Output will be displayed in plain text format showing context of each instance on a single separate line. i.e. each i'th line on stdout will show the context of the i'th instance in the given SVAL2 file. By default, output is created in Senseval-2 format.

--token TOKENREGEX

TOKENREGEX should be a file containing Perl regular expressions that define the tokenization scheme in SVAL2. windower recognizes only those character sequences from SVAL2 that match the specified token regex/s, everything else will be ignored. If --token is not specified, windower searches the default token.regex file in the current directory.

--target TARGETREGEX

Specify a file containing Perl regular expressions that define the target word/s.

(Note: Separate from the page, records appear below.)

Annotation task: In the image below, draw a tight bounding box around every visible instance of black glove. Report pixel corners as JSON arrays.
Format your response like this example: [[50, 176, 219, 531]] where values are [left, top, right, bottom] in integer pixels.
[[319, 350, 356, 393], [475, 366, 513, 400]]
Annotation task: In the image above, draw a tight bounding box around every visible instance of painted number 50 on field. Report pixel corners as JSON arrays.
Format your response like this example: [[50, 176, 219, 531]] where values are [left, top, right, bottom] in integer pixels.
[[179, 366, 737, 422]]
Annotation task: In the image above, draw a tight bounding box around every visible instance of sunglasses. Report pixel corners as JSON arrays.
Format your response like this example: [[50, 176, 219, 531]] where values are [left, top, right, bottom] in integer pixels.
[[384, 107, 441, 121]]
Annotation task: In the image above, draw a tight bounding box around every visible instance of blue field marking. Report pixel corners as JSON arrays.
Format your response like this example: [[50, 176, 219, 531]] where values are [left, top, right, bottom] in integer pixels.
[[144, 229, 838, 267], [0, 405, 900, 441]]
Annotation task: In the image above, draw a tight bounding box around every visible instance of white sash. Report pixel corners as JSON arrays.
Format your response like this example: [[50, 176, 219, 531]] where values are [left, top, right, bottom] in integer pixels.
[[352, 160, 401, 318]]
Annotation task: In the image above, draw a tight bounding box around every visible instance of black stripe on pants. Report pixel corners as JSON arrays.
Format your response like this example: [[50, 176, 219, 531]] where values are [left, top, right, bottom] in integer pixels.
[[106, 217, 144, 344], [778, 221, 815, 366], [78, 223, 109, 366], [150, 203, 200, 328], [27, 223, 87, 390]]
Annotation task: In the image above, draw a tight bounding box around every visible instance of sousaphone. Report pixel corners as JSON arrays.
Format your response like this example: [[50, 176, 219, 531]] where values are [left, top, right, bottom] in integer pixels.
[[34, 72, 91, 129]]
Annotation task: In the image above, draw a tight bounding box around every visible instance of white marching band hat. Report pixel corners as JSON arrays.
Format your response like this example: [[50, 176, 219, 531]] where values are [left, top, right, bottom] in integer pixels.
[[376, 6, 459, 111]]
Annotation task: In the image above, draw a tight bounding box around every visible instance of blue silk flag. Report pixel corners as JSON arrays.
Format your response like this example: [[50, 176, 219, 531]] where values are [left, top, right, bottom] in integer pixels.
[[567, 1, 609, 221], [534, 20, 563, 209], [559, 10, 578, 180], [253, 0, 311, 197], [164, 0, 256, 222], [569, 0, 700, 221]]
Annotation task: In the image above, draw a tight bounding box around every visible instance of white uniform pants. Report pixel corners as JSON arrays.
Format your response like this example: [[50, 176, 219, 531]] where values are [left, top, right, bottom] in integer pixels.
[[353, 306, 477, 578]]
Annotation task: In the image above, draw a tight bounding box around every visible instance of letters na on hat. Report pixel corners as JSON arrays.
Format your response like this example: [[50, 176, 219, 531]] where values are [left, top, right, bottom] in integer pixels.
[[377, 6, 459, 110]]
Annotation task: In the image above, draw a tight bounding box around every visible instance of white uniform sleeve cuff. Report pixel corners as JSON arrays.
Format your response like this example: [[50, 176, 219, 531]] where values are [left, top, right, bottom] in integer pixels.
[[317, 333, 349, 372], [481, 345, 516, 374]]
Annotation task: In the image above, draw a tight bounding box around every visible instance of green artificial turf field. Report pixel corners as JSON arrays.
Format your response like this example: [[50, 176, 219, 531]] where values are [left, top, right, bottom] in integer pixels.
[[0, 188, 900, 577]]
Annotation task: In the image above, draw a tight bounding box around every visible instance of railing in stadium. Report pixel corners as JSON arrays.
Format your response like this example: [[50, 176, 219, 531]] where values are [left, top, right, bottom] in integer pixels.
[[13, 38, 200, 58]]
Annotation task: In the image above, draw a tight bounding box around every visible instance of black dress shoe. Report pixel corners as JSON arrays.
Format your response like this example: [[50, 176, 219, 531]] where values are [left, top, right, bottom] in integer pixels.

Target words must be valid tokens recognizable by the specified tokenization scheme (via --token or token.regex)

Following are some of the examples of TARGET word regex files -

  1.  /<head>[Ll]ines?<\/head>/

    which specifies that the target word could be

     line, Line, lines or Lines 

    delimited in <head> and </head> tags.

  2. Above regex can also be specified as multiple regexes in TARGET as -

     /<head>line<\/head>/
    
     /<head>lines<\/head>/
    
     /<head>Line<\/head>/
    
     /<head>Lines<\/head>/

    with a single regex per line

  3. Regex

     /<head>\w+<\/head>/

    shows a more general regex for target words marked in <head> tags

  4. Regex

     /<head.*>\w+<\/head>/

    Shows the regex for matching target words in the original Senseval-2 data.

  5.  /[Ll]ines?/

    shows that any occurrence of words - Line, line, Lines, lines are target words (that are not delimited in any special tags).

Other Options :

--help

Displays this message.

--version

Displays the version information.

OUTPUT

When --plain is not selected, OUTPUT is in Senseval-2 format that looks same as the input SVAL2 file except the context of each instance shows atmost W words around the target word.

When --plain is ON, OUTPUT shows each context on a single line i.e. context of i'th instance in the given SVAL2 file is shown on the i'th line on stdout.

AUTHORS

Amruta Purandare, University of Pittsburgh

Ted Pedersen, University of Minnesota, Duluth tpederse at d.umn.edu

COPYRIGHT

Copyright (c) 2002-2008, Amruta Purandare and Ted Pedersen

This program is free software; you can redistribute it and/or modify it under the terms of the GNU General Public License as published by the Free Software Foundation; either version 2 of the License, or (at your option) any later version.

This program is distributed in the hope that it will be useful, but WITHOUT ANY WARRANTY; without even the implied warranty of MERCHANTABILITY or FITNESS FOR A PARTICULAR PURPOSE. See the GNU General Public License for more details.

You should have received a copy of the GNU General Public License along with this program; if not, write to

The Free Software Foundation, Inc., 59 Temple Place - Suite 330, Boston, MA 02111-1307, USA.